Quail Entry: abel of pi_1, univ. coeff thm and noted pages

This happened around 12/21/09.  At this point I had also pretty much finished reading chapter 2 of Hatcher ( homology), but a post of that will come later.

Abelianization of pi_1

The thm is that H_1 = \pi_1/[\pi_1, \pi_1]

This requires path connected.

pf by construct map \pi_1 \to H_1 since each loop is also a cycle (observe that this is a group homo)

show constant paths are boundaries and for  paths f,g that im(f \cdot g) - im(f) - im(g) is a boundary. etc.

show surjective by taking a sum of cycle and do some rearanging to get it as a sum of loops, show can lift each loop (might need to compose with path from pi-1 base point to base point of H_1 loop)

this is where path connetedness comes in.

Universal Coefficients Thm

Other thing I did was start cohomology and review universal coefficient thm for homology.  Its

H^n = \hom(H_n, G) \oplus Ext(H_{n-1}).

The way to see it is

Construct a surjection H^n \to \hom(H_n, G); the map just restricts cocycles to be evaluated on cycles; can show surj by const. lift

get 0 \to Ker \to H^n \to \hom(H_n, G) \to 0

rederive this s.e.s by looking at  Z^n \leftarrow C^n \leftarrow B^{n-1} [as s.e.s of complexes]

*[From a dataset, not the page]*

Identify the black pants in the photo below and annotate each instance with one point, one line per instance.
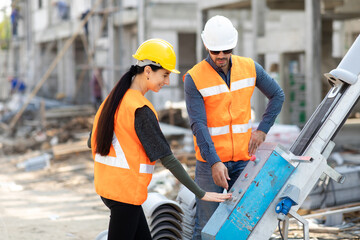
(127, 221)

This is exact because the dual sequence is split exact (this uses that subgroup of a free group is free and can be proved via van kampfen)

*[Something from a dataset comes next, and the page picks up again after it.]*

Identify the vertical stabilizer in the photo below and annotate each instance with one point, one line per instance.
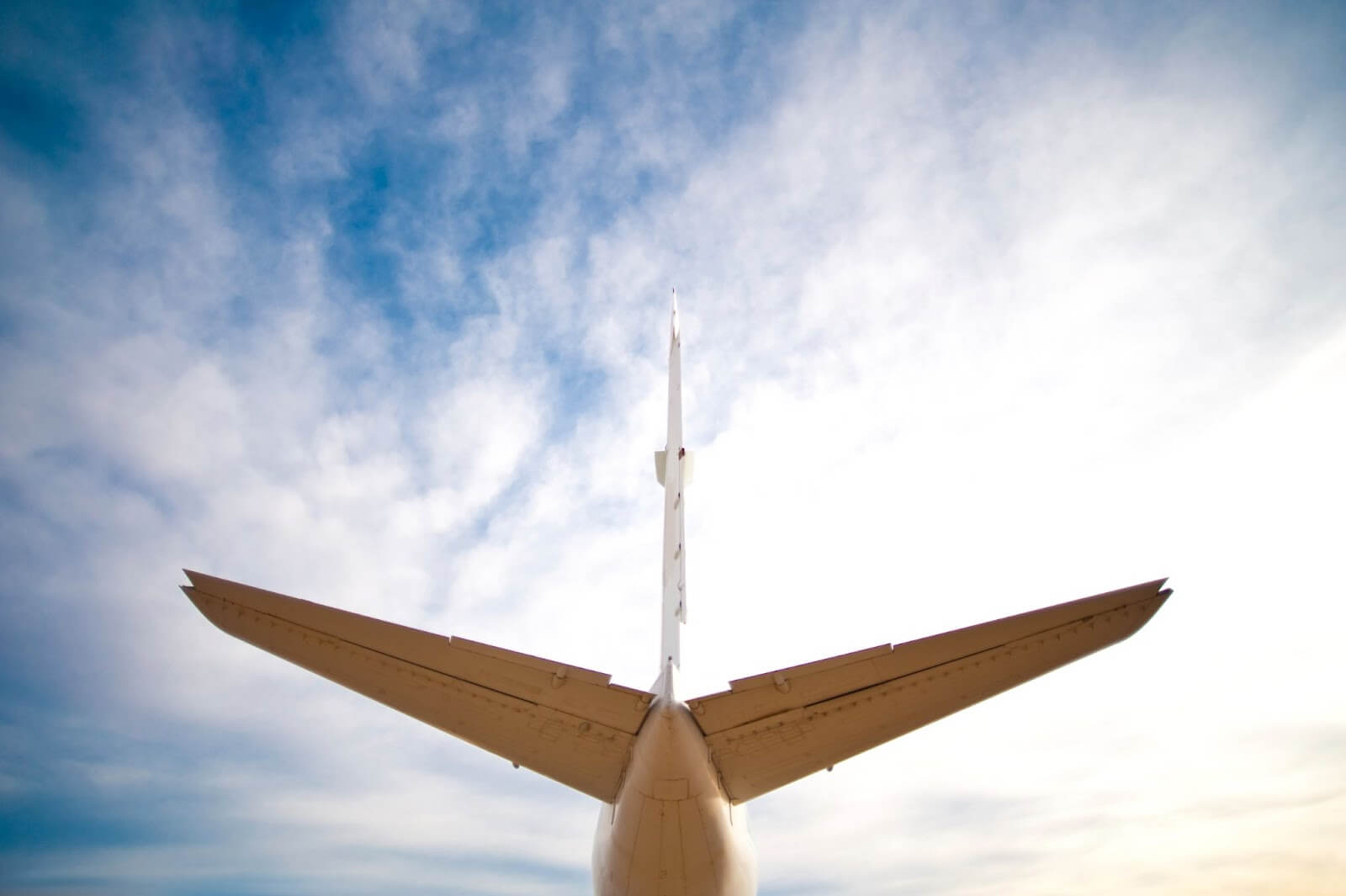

Suggestion: determine how to show free group on two generator contains free group of any countable number of gen and of infinite index…

get long exact sequence of homology (but Z^n and B^n just reappear becasue boundry maps are zero)

note in l.e.s  j: Z^n \to B^n is just the dualization of the inclusion i : B_n \to Z_n

split up into s.e.s again to get  0 \to coker(j) \to H^n \to ker(j) \to 0

Sequence of interest is 0 \to B_n \to Z_n \to H_n; is free resolution, dual and use derived functor to get
\ker(j) = \hom(H_n,G) and coker(j) = Ext(H_{n-1}, G)

Dualize to get univ. coeff. for homology:

H_n(G) = H_n \otimes G \oplus Tor(H_{n-1},G).

Pages from Hatcher

example showing the necessity of path connecteness of van kampen’s thm, and proof.

Hawaiian earing, and
computing pi-1 by attaching maps of 2-cells…

group actions on spheres and
calculation of fundamental group of RP^N

Dunce cap and
rep. cycles roughly by their image

Any H_n(X,A) can be rep by abso. homology of a space X \cup Cone(A)
—> uses. long. seq. of pair and excision.

Calculation of homology groups for Klein and related spaces

use:  odd map f: S^n –> S^n must have odd degree.
to prove borsuk-ulam:
any g: S^n —> R^n has x s.t.
g(x) = g(-x)

f(x) = g(x) – g(-x), apply prev. prop. want f(x) =0, if not can divide and normalize
to get contradictory homotopy…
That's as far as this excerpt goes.